Anyone bummed that Paramount has put a hold on the sequel to World War Z might take some undead solace in the news that producer/director Shawn Levy and 20th Century Fox have acquired the rights to the forthcoming novel, A People's History Of The Vampire Uprising.
Written by Raymond A. Villareal, and intended to be the first of four volumes, the book will take its cue from World War Z as its to be told in an oral history format.

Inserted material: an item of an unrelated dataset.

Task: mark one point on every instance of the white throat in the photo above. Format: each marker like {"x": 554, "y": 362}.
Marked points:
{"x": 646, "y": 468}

Notes Deadline, it deals with the "appearance, assimilation and ultimately epic and violent confrontation of vampires with the human race." The story will be told from a number of perspectives, most notably the CDC investigator who is the first person to realize that there is a new virus starting to spread, the first FBI agent assigned to the Gloaming [the name for the vampires] Crimes Unit, a librarian working in the Vatican, gossip website TMZ (!) and a civil rights attorney.
A People's History Of The Vampire Uprising is one of a variety of vampire projects that are on the horizon on both the big screen and the small, among them TV pilots for The Passage and Let The Right One In, and Anne Rice's intention of turning her Vampire Chronicles into a television series.
Insofar as World War Z is concerned, Paramount and star Brad Pitt have put the sequel on hold as they wait for the schedule of director David Fincher to free up. Previously Fincher had directed Pitt in Fight Club. The first World War Z grossed $540 million worldwide.